3. Curiosity: Be Okay With ‘I Don’t Know’

Kids are naturally curious. The challenge is not shutting it down—especially when their questions come at inopportune times. I’ve started answering more questions with “Let’s find out together,” even if that means googling why flamingos are pink or how toilets work at 8 a.m. And sometimes, I just say, “What do you think?” because their guesses are often better than the truth.

Everyday tricks:

Let them take apart broken things (flashlights, remotes) to explore. Don’t overschedule—leave time for boredom and free play.

4. Faith: Create Simple, Steady Rituals

Faith is one of those big, quiet things that grows over time. In our home, it looks like bedtime prayers, talking about gratitude, and reading stories that remind us we’re part of something bigger. Some days it feels like it’s sinking in. Other days… not so much. But the rituals create an anchor.

Everyday tricks:

End each day with one thing they’re thankful for. Say “I don’t understand it all either, but I believe…” to model humility. Celebrate moments of wonder—sunsets, ladybugs, answered prayers.

A bedtime favorite of ours lately has been the book Angela the Angel by Jeramy Collins. For my local Ketchikan kids it’s available at Silly Munchkins!

5. Empathy: Help Them See Beyond Themselves

Empathy isn’t automatic. Kids need help putting themselves in someone else’s shoes. When one of them snatches a toy, I don’t just say, “Give it back.” I ask, “How do you think he felt when you took that?” It’s slower. It takes more energy. But it’s worth it. They’re learning to look outward, to feel what others feel.

Everyday tricks:

Watch shows or read books that show diverse perspectives, then talk about them. Point out emotional cues: “He looks sad. What could we do to help?” Let them see you apologize when you mess up—it models emotional maturity.

6. Leadership: Start with Influence, Not Control

Leadership in kids doesn’t mean being the bossiest one on the playground.
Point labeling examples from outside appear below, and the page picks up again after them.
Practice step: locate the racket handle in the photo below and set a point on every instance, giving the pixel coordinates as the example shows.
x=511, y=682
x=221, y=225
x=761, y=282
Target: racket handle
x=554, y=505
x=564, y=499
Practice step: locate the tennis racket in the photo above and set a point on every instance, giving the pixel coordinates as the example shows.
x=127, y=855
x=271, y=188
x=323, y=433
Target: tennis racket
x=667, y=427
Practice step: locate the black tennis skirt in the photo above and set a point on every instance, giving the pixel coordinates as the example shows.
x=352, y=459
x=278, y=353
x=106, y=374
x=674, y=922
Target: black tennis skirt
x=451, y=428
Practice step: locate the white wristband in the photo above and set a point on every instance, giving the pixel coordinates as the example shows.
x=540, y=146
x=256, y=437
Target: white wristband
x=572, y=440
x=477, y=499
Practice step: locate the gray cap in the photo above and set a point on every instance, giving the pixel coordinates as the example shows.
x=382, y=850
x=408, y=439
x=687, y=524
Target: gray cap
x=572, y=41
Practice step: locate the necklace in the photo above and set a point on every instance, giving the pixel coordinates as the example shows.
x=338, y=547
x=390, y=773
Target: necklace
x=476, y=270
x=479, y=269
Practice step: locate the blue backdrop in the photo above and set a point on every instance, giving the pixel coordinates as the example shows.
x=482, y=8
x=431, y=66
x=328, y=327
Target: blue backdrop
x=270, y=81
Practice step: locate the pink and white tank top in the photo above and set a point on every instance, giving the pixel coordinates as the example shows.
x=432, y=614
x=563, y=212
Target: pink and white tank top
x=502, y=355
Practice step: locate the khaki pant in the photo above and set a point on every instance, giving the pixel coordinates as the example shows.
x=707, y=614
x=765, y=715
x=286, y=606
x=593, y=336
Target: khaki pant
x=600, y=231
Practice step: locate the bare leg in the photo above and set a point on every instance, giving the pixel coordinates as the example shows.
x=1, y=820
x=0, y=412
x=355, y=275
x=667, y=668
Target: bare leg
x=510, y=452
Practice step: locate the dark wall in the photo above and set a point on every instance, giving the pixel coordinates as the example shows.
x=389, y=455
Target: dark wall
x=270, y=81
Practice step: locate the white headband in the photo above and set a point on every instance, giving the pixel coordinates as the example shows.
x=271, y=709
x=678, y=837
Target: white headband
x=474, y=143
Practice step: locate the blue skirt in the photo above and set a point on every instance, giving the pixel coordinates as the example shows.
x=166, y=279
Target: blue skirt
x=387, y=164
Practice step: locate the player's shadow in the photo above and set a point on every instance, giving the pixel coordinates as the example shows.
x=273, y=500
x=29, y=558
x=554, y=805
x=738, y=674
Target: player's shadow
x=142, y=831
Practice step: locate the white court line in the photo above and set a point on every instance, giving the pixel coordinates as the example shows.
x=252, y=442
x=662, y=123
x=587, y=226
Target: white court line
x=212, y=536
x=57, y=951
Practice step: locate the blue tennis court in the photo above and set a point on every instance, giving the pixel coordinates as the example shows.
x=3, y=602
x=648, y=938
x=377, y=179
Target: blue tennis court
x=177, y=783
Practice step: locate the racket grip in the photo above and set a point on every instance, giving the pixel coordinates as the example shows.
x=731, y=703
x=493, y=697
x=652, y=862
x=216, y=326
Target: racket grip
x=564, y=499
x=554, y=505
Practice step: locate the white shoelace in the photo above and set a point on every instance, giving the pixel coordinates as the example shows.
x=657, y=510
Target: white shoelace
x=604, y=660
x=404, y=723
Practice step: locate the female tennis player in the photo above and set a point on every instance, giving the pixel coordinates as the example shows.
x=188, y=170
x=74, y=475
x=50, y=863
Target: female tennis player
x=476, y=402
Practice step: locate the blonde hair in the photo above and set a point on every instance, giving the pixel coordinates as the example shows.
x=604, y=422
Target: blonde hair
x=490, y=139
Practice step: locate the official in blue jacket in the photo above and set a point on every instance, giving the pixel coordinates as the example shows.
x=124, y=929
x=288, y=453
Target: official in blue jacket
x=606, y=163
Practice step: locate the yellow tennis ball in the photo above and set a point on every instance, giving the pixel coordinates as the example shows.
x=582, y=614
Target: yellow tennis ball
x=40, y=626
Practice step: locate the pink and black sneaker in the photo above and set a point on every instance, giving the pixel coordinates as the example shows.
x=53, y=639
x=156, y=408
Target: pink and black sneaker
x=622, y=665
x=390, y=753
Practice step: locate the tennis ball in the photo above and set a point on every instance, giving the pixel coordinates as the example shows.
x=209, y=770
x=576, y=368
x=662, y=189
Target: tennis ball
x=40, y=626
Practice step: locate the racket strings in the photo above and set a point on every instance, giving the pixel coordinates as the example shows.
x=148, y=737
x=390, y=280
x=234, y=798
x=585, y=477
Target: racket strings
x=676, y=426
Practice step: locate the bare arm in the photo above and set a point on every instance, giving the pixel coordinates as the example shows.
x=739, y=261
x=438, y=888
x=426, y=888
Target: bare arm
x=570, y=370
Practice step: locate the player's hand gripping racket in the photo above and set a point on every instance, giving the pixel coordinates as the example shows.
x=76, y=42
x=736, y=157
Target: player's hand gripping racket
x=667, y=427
It means learning to make decisions, take initiative, and speak up—while also listening and lifting others. I try to give my kids chances to lead: choosing the family activity, helping each other out, being in charge of part of dinner. It’s not always pretty, but it’s practice.

As the big sister to twin brothers, my parents showed me what leadership looked like by modeling it themselves—always working as a team and stepping in to help each other without being asked. I would often think, “How can I be the best big sister?” and they would show me through their actions: staying calm, listening first, and being patient even when it wasn’t easy. My parents watched their strong willed fearless toddler in a princess crown and piggy tails and saw a leader. For that, I’m forever grateful. Watching my parents taught me what leadership is all about —it’s about showing up with kindness, support, and quiet strength.

Everyday tricks:

Ask their opinion on family decisions (within reason): “Should we walk at the lake or in the woods today?” Let them “teach” you something they know how to do. Encourage them to stand up for someone—even if it’s just telling a friend, “That wasn’t nice.”

One Last Thing (From One Tired, Hopeful Mom to Another)

This all sounds nice on paper. But in real life? It’s messy. There are tantrums. There are days when no one wants to share or be responsible or empathetic or patient. And there are days when I’m not exactly my best self either.

But I’ve realized something: kids don’t need perfect parents. They need present ones. Ones who keep showing up, who say sorry when they’re short, who laugh at the chaos, and who try again tomorrow.

Because those little seeds we’re planting? They’re growing—even if we can’t always see it yet.